The new Z-5450 Digital delivers all of its predecessor's key features: hardware decoding for Dolby Digital, Pro Logic II, DTS, and high-resolution DTS 96/24. The hardware has been sleekified yet again. The nifty black satellites incorporate 2.5-inch drivers with aluminum phase plugs that pull double duty, covering the range of both the tweeters and the midrange drivers. The dual-chamber, band-pass sub with a 6.5-inch driver plays low and loud. Total system power is down from Logitech systems past, but this one efficiently uses the 315 total watts RMS, so I can still recommend the Z-5450 for desktop home theaters.

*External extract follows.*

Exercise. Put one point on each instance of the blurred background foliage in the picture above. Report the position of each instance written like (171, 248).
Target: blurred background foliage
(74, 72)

The compact, horizontal Digital SoundTouch Control Center is the new brain of the system, where all of the components are connected. It includes rear-panel inputs for two digital optical sources, one digital coaxial, one six-channel direct (via three stereo miniconnectors) for SACD/DVD-Audio or three separate analog stereo components. There's also another analog stereo mini input on the side panel to easily patch in portable devices. A wireless remote controls it all.

Setup of the wireless surrounds is automatic upon initial installation. The instructions state that reconnecting in times of trouble is a painless process involving a paper clip. I never found out, though, as mine operated without incident. This first-ever THX-certified wireless surround multimedia speaker sys-

tem relies upon adaptive hopping between all 38 available channels in the 2.4-gigahertz range, and redundant transmissions ensure uninterrupted entertainment. When needed, the system sends the signal twice, once on each of two different channels. The signals are compressed before transmission, with less than a 20-millisecond delay from front to rear. Logitech's proprietary technology uses a low-latency 48-kHz sample rate; therefore, it downsamples any 96-kHz streams to 48 kHz for the surrounds only. Each of the surrounds has an internal amp and thus requires AC connection.

At $500, this is Logitech's most expensive audio solution to date. It has outstanding sonic quality and a hot new wireless technology that combines dependability and enjoyably natural sound.